The findings indicate that Liraglutide has a substantial effect on decreasing urinary protein excretion and improving vascular microinflammation, thus alleviating endothelial dysfunction in diabetic nephropathy. This observed mechanism can be attributed to the inhibition of the Dll4/Notch2 signaling pathway.
胰高血糖素样肽-1受体激动剂(GLP-1RA)是一种用于治疗糖尿病的药物,以其显著的肾脏保护作用而闻名。本研究旨在探讨代表性GLP-1RA药物利拉鲁肽对糖尿病大鼠早期内皮功能障碍的影响,并阐明其潜在机制。
本研究采用高脂高糖饮食联合单次腹腔注射链脲佐菌素(STZ)建立实验性糖尿病大鼠模型。随后,使用不同剂量评估利拉鲁肽对该模型肾损伤的治疗效果。
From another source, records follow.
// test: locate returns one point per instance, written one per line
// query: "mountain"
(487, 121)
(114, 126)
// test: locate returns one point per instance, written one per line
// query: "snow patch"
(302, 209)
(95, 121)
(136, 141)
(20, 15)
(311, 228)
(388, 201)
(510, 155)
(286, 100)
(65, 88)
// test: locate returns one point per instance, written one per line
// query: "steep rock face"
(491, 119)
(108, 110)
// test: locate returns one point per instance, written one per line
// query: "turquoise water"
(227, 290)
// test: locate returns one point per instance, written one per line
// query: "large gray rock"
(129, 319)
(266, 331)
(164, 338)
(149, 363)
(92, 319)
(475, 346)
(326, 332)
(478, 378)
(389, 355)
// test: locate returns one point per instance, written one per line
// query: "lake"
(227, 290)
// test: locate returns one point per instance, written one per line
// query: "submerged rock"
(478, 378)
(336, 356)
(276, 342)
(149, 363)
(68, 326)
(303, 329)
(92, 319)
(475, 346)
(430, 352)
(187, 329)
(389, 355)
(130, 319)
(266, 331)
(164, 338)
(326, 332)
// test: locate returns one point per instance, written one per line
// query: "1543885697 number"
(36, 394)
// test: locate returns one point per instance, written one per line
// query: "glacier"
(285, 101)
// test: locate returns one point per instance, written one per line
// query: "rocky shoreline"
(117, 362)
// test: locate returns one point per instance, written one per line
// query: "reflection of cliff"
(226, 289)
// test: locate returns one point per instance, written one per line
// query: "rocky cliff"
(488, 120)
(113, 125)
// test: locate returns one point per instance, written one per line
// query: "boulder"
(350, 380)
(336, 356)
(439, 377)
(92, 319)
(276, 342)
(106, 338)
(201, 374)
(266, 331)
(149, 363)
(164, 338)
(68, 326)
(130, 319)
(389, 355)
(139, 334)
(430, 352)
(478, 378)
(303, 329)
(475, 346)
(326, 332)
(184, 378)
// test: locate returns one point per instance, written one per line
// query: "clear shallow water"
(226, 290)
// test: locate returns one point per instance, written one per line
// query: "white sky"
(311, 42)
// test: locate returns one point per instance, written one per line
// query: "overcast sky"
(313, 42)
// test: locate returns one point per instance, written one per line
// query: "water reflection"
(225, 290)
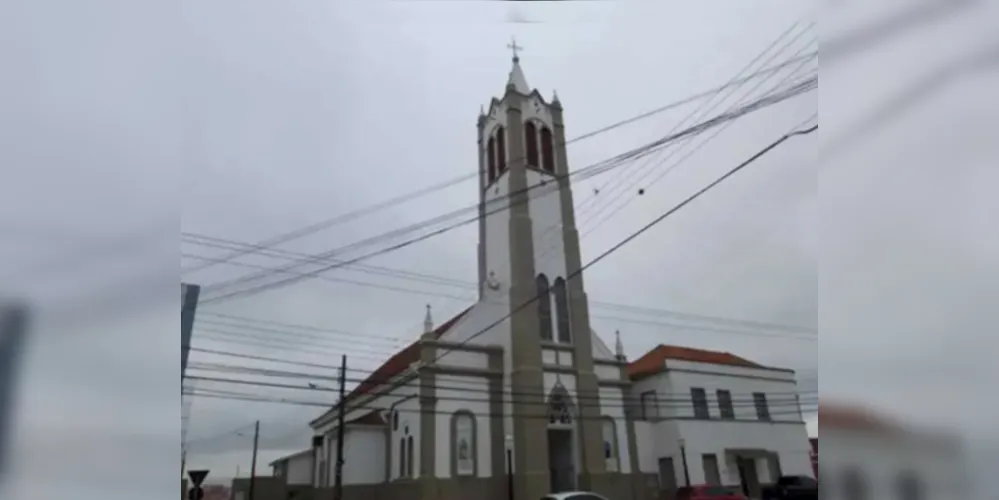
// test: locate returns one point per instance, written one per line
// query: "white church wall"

与糖尿病肾病(DKD)大鼠相比,接受利拉鲁肽治疗的大鼠血糖(Glu)、血清肌酐(Scr)和血尿素氮(BUN)水平显著降低(P<0.05)。此外,尿蛋白水平呈剂量依赖性降低,包括24小时尿蛋白排泄率和微量白蛋白尿(m-ALB),较高剂量显示出更显著的治疗效果(P<0.05)。此外,利拉鲁肽治疗有效改善了肾小球和间质损伤,并抑制了与内皮细胞损伤相关的CD31、CD34和血管内皮钙黏蛋白的表达(P<0.05)。此外,给予利拉鲁肽显著增加了一氧化氮(NO)的产生(P<0.05)。此外,利拉鲁肽治疗导致Notch2信号通路中血管内皮生长因子(VEGF)、Delta样配体-4(Dll4)和Notch2蛋白的表达降低(P<0.05)。
研究结果表明,利拉鲁肽对减少尿蛋白排泄和改善血管微炎症有显著作用,从而减轻糖尿病肾病中的内皮功能障碍。观察到的这种机制可归因于对Dll4/Notch2信号通路的抑制。